Twitter is almost as ubiquitous as water for me, the ways I consume and use it in my day to day. There is no single one size fits all interface to Twitter in my workflow, only Twitter the service. Because if there were, if I had to go to the website and only the website, or the app and only the app, I wouldn't use it. I don't use things that get in my way. You either fit into my workflow, or you don't.
And I'll miss the Mac OS desktop client if the rumors are true, because the website doesn't have a simple way to switch between multiple Twitter identities if I'm running a personal Twitter, a brand Twitter. And also because they bought Tweetie only to, eventually, kill it. But we've had this discussion before.
My gut reaction is to agree with you that the Hacker community is overreacting to getting screwed over and that Twitter will go on fine without us. But without any facts about how popular and widely used these third party apps are, my opinion is really just a guess.
As for the website... Twitter loses all its value to me if I have to open a browser every time I want to read content.

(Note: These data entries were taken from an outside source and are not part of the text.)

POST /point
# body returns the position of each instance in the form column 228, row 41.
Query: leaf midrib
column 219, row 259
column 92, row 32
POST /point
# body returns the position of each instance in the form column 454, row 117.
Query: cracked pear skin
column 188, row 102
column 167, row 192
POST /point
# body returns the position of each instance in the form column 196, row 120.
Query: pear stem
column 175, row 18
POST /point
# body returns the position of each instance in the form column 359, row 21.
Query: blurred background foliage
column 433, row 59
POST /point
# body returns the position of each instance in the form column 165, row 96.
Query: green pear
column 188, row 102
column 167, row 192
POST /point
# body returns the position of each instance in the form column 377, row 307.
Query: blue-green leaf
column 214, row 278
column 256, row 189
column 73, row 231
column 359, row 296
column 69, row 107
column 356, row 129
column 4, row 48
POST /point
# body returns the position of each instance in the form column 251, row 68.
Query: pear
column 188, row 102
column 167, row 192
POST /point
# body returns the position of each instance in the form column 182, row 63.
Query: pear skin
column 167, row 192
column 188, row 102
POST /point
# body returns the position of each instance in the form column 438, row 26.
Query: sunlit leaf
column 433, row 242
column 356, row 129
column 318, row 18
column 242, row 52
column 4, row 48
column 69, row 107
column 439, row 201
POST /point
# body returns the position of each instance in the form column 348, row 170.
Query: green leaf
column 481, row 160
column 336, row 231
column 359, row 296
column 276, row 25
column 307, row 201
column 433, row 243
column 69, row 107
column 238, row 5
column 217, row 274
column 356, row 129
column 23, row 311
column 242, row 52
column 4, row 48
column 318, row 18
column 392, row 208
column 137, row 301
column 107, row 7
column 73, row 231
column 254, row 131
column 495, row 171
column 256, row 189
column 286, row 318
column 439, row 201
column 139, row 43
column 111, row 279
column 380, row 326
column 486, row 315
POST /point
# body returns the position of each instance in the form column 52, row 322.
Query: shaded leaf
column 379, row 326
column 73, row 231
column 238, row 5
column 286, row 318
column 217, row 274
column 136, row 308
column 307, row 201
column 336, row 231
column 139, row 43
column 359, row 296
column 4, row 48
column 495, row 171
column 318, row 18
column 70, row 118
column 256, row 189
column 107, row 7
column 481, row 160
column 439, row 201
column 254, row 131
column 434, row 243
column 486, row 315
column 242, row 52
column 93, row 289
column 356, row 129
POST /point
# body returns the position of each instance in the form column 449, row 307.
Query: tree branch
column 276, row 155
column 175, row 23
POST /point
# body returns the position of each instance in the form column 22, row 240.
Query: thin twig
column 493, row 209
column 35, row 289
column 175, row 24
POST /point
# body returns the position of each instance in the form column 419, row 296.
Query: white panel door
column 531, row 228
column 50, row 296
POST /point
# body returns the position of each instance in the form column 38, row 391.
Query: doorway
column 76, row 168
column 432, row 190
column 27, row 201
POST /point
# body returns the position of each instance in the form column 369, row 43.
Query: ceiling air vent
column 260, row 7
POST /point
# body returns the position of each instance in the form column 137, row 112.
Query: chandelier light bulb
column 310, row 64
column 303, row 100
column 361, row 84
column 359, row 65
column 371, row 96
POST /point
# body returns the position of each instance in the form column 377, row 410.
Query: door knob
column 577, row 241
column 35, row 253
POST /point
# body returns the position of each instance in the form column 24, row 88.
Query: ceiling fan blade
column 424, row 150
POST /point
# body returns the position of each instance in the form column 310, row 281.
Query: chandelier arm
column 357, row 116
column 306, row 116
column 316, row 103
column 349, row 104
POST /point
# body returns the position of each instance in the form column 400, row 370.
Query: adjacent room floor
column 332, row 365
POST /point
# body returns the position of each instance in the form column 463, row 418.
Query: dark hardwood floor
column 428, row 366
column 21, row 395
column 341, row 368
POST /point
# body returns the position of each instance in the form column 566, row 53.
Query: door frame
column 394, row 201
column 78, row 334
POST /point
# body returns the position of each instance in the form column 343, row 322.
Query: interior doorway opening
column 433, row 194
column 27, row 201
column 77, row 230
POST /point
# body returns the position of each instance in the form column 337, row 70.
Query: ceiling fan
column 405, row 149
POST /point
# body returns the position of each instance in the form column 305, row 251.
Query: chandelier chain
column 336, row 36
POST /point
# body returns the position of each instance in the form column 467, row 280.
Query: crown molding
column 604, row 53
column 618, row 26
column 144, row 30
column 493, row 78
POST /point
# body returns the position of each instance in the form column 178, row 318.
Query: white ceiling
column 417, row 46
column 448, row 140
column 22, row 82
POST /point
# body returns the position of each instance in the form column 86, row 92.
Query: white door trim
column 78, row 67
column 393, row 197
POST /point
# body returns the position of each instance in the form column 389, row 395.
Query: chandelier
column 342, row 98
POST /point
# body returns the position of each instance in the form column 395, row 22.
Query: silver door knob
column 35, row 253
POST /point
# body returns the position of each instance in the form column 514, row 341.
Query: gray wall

"Very true. Along the same lines, Google+ is the Major League Soccer of social networks. Other countries have very successful soccer leagues that happened organically. The US tried to manufacture a soccer league, and it spent a ton of money in doing so. It so happens that the most talented athletes in the country prefer sports that are already popular. The most interesting people in the league are has-beens from Europe. Still, nothing wrong with being the fifth or sixth most popular sport in the country." -Diego Basch
http://bleacherreport.com/articles/1290390-nba-and-nhl-get-t...
It took an old idea and make it new and relevant again.
In the second movement, it went huge and was the new sensation.
The conclusion of the story will be bland and all over the place. With pundits failing to see that the emperor has no clothes.
It was an easy, no fuss way of getting social media into software. Facebook caused me no end of bother, its API was (still is?) an 'it exists, and here's the calls, good luck buddy' affair.
Now, I'm not sure the functions I used would pass the API ToS.